По ногам тянуло холодком, а ведь дверь на балкон перестали открывать на ночь ещё в начале сентября: боялись, что беременная простудится. Да и холодок был не такой, какой бывает от сентябрьского заморозка, а такой, как будто за окнами лютая январская стужа.
Бежать куда бы то ни было тут же расхотелось — у полузадёрнутого полога постели кто-то стоял. Насилия Сигюн боялась всегда, но вопль сдержала, потому что тень заговорила, и это оказалась женщина:
— Не кричи. Нужна помощь.
Сигюн вроде бы узнала Сиф, но усомнилась: та раньше не имела такого глубокого тембра, а понимавшая в искусстве вокала принцесса такие вещи чувствовала хорошо. Голос был глухим, словно звучал из-под земли, и слышалось в нём всякое: трубный рёв боевых слонов, опьянённых кровью; чавканье железа, впивающегося в плоть, шуршание вьюги из ледяных игл, шёпот теней убитых и хрип удушаемых.
В другое время принцесса встряхнулась бы и подумала, что со сна почудилось, но сырая магия, проснувшаяся в нерождённом пока ребёнке, подумать так не дала. Принцесса помолчала, телом и сознанием пытаясь вчувствоваться в окружающее. Тишина, темнота и потусторонний холод; спавшие рядом фрейлины как будто и вовсе перестали существовать — по крайней мере, в той реальности, где находилась Сигюн. Из хорошего разве что враждебности принцесса не почувствовала, хотя чёрная тень у ложа фонила угрозой — но как будто общей, вовне направленной, не на принцессу или её дитя.

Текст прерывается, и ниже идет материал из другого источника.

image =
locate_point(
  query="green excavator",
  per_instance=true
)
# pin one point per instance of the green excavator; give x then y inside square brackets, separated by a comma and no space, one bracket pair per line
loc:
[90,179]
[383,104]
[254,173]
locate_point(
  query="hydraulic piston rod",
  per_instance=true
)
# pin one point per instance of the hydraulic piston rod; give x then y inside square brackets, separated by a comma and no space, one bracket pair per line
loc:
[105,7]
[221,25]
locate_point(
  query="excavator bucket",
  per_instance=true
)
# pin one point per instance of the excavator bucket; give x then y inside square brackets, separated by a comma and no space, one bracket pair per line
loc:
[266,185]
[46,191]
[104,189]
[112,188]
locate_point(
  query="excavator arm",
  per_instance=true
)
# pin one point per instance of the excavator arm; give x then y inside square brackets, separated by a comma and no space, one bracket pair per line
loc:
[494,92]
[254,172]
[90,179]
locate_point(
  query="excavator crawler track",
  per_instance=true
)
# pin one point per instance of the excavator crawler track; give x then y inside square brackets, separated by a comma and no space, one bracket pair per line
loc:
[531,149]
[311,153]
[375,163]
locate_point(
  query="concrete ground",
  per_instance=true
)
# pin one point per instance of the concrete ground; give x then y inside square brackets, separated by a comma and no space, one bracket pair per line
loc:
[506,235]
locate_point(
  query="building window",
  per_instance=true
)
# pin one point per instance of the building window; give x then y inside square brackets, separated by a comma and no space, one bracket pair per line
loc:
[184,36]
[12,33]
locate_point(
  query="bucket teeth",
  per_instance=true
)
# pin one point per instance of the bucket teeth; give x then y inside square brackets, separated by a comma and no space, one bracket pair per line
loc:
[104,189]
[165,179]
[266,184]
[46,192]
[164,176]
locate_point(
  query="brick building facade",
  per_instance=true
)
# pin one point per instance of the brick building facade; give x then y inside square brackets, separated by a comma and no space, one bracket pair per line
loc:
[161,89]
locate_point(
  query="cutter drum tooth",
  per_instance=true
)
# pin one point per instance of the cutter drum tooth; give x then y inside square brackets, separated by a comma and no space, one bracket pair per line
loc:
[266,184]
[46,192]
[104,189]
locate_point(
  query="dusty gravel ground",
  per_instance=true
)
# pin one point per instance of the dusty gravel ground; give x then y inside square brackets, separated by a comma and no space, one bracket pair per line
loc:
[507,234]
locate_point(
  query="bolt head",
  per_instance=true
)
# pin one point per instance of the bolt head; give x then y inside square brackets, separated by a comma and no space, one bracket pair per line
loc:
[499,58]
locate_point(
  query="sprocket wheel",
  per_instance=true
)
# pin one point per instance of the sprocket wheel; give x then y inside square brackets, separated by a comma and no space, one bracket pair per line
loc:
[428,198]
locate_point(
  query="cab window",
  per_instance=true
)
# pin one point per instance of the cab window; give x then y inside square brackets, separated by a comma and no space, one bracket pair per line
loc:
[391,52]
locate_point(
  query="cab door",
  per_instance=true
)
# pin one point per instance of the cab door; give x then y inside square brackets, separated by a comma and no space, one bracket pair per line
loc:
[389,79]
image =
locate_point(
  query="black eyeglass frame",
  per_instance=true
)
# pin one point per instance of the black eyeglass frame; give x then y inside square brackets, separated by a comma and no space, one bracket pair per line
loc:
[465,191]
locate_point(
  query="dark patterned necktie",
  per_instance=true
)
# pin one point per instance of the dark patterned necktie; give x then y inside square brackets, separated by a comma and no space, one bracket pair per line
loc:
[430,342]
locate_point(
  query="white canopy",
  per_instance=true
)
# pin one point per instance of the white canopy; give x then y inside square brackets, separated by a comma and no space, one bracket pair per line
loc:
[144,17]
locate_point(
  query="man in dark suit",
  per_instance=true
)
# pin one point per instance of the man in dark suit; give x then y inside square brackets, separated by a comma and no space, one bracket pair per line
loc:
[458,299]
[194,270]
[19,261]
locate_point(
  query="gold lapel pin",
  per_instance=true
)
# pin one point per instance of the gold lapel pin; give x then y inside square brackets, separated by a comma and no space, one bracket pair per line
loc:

— Помощь. Ты можешь помочь, — грозная тень, чернее, чем ночь вокруг, говорила просто и примитивно.
Поколебавшись, принцесса утвердительно, скорее для самой себя сказала:
— Это ты, — и, обеспокоенно, громким шёптом: — Сиф, что с тобой?! Тебе нужна помощь?! — подскакивать же и хватать тень руками вовсе не спешила, даже мысли такой не возникло.
Обеспокоенности Сигюн тень как будто и не заметила:
— Хорошо. Ты поняла наконец. Вставай. Мне нужна твоя сила. Немного. Я не поврежу.
Нашарив босыми ногами пушистые тапочки, Сигюн встала, и тень двинулась впереди. Проходя мимо кабинета Сигюн, тень остановилась на миг — и решительно повернула к нему.